Microsoft has also made another change to its emoji: After you react to a story with an emoji, you only see your emoji instead of the first three and the total reaction counts.
But while online web portals tend to be static aggregators of news content, the Microsoft Start feed will cater to users’ interests in a number of different ways.
Users can click the “Customize” button to access a page where they can manually add and remove interests from various high-level categories, such as news, entertainment, sports, technology, money, finance, travel, health, shopping. , and more. Or they can search for categories and interests that could be more specific or more specific. (Instead of “parenting,” for example, “teen parenting”). This remembers the recent update Flipboard created on its own home page, the For You feed, which allows users to make similar decisions.
As users begin to navigate the Microsoft Start font, they can also click a button to approve or reject an article to better match the font to their preferences. Over time, the more the user interacts with the content, the better the feed is refined, Microsoft says. This customization will take advantage of artificial intelligence and machine learning, as well as human moderation, the company notes.

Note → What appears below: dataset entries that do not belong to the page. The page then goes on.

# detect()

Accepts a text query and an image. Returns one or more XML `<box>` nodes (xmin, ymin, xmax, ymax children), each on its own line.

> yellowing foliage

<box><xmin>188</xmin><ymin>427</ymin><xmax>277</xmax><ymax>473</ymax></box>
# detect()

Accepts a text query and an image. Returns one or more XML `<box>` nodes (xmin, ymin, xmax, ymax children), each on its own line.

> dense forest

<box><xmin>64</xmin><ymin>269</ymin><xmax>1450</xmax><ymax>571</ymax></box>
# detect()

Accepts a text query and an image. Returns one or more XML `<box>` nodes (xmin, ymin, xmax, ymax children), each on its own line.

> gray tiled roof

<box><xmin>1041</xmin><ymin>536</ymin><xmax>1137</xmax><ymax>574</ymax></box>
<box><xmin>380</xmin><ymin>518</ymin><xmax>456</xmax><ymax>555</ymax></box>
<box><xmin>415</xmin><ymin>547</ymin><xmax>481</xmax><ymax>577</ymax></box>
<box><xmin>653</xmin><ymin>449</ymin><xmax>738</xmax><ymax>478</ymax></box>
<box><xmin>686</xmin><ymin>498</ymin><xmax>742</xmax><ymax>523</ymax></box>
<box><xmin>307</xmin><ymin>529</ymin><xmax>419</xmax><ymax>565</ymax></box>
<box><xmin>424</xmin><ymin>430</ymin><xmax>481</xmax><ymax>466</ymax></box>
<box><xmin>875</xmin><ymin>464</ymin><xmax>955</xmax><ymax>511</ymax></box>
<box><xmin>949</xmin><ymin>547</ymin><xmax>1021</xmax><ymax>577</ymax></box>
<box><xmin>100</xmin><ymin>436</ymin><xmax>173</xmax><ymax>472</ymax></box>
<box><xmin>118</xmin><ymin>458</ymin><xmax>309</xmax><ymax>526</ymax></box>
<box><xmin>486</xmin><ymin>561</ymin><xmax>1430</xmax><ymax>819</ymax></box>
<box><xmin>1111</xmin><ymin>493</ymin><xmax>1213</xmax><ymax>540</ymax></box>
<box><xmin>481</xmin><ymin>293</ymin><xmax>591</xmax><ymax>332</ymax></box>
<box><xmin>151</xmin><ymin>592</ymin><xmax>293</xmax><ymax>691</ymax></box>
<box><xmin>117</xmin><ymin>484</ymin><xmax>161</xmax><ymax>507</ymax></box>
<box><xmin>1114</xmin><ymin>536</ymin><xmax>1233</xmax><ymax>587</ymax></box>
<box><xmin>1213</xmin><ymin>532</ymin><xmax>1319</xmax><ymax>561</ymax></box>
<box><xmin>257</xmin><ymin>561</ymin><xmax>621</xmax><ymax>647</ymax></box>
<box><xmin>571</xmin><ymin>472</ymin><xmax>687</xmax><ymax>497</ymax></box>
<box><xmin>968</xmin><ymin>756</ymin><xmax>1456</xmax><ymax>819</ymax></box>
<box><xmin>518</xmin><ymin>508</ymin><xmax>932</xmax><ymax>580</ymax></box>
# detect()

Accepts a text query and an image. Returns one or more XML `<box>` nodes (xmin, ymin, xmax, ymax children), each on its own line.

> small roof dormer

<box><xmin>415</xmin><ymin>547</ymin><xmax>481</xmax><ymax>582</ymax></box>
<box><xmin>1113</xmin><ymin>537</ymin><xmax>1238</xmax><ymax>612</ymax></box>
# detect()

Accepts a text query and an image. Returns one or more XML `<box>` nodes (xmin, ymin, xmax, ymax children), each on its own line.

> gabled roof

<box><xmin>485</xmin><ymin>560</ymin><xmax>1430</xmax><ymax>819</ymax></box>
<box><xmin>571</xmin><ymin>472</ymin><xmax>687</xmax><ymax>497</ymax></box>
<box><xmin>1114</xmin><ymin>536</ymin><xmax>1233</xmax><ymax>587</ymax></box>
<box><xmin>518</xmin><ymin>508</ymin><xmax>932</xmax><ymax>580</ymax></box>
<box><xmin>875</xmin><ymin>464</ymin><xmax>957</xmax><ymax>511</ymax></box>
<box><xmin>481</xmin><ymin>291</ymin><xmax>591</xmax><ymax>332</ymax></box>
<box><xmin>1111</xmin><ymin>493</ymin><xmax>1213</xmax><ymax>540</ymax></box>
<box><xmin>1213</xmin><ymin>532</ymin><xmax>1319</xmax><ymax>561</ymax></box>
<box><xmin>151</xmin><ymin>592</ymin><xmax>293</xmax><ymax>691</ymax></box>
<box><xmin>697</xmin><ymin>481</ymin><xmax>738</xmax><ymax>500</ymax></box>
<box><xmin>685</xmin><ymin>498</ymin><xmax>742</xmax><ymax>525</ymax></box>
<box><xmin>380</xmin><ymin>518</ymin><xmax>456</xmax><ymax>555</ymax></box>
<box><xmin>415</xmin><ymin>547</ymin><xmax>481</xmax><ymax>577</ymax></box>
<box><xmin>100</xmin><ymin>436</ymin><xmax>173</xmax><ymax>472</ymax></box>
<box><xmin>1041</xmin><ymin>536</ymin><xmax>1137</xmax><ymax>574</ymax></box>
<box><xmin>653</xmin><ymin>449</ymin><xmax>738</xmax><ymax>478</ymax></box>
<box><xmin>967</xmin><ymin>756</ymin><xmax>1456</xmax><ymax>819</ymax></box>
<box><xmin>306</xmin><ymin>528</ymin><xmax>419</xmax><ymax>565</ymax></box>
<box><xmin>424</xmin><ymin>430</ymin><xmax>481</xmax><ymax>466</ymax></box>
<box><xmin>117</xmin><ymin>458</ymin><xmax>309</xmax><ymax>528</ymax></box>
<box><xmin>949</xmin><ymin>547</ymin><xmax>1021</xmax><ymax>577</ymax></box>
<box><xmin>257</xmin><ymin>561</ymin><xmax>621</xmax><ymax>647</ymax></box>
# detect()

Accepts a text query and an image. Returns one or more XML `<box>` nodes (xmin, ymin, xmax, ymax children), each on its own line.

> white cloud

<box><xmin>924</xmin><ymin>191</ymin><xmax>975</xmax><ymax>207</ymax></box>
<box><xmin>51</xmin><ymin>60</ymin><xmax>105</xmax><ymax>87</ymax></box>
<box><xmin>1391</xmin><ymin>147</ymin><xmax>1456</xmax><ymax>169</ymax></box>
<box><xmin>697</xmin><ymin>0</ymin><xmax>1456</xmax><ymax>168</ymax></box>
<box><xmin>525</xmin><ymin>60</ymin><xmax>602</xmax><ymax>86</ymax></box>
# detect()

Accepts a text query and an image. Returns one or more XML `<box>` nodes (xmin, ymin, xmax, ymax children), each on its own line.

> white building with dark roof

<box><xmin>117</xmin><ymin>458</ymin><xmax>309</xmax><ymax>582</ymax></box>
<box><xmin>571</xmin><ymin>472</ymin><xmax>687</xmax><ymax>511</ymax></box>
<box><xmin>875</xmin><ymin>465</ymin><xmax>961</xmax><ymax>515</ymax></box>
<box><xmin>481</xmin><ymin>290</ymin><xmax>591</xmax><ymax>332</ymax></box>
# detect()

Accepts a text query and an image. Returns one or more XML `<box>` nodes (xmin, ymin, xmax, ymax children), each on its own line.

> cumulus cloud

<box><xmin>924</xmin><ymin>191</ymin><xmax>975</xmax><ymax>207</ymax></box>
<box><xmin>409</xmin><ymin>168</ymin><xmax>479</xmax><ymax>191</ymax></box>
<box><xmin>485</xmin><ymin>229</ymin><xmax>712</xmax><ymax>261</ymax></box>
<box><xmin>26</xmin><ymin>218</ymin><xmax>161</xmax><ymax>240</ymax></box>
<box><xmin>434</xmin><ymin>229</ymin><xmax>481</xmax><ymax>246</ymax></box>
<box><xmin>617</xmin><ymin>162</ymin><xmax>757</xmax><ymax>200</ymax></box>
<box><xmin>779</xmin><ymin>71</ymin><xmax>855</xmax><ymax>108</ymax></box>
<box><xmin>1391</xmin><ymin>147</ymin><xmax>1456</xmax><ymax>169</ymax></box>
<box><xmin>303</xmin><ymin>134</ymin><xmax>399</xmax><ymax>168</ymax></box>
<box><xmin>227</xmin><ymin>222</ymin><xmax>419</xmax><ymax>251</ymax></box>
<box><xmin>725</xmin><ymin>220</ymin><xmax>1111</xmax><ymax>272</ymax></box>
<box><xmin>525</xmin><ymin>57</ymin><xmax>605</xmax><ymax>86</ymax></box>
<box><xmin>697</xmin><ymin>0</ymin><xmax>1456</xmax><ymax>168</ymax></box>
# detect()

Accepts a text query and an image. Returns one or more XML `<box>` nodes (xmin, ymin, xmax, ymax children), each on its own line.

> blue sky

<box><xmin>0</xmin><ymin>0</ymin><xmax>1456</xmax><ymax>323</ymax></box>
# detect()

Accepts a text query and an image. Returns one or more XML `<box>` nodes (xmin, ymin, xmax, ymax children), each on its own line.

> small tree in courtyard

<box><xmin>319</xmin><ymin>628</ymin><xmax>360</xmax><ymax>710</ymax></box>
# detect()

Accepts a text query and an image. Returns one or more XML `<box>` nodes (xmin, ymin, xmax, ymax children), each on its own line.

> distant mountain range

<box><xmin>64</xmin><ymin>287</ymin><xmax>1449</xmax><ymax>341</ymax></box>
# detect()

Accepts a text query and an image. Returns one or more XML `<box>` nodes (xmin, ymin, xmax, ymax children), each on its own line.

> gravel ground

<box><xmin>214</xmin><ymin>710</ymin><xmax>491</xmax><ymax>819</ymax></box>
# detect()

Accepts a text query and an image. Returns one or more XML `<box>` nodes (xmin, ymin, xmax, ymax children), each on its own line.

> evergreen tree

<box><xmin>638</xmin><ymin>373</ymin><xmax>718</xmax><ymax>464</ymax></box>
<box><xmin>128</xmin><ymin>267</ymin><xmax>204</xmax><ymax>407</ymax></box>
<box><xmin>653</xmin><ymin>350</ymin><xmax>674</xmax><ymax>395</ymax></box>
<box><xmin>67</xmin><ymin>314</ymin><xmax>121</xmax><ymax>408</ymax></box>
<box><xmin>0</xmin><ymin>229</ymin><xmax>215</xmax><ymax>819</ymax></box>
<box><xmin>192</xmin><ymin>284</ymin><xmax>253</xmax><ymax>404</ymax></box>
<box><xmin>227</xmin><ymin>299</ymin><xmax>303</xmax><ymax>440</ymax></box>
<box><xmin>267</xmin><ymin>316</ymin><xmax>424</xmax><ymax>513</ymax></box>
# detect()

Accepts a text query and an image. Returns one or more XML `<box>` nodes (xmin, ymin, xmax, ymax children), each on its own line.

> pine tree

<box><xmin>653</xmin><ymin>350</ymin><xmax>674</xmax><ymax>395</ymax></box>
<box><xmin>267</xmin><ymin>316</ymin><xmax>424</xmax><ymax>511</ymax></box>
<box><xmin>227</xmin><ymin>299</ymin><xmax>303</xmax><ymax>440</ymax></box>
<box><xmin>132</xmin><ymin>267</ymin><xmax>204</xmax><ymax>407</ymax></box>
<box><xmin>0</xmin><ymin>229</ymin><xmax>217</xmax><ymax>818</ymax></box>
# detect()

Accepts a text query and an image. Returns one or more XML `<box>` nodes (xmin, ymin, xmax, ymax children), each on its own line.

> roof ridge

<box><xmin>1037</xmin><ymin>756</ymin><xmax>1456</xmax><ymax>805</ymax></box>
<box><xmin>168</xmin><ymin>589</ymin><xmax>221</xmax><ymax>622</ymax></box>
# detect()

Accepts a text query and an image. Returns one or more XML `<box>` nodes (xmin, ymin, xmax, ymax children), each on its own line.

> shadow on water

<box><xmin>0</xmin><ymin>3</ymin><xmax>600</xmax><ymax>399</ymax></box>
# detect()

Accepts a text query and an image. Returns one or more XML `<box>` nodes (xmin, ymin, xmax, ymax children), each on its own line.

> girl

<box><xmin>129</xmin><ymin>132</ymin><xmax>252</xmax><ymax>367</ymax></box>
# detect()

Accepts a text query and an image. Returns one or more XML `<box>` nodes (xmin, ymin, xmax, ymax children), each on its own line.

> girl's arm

The feed, like other online portals, is ad-supported. As you scroll down, you will notice that every few rows it will present an ad unit, where the URL is marked with a green “Ad” badge. Initially, they mostly appear to be product announcements, which sets them apart from news content. Since Microsoft is not shutting down MSN and is integrating this news feed into a number of other products, it is expanding the available advertising space it can offer with this release.
The website, app, and integrations will roll out starting today. (If you still can’t find the app, you can try scanning the QR code from your mobile device.)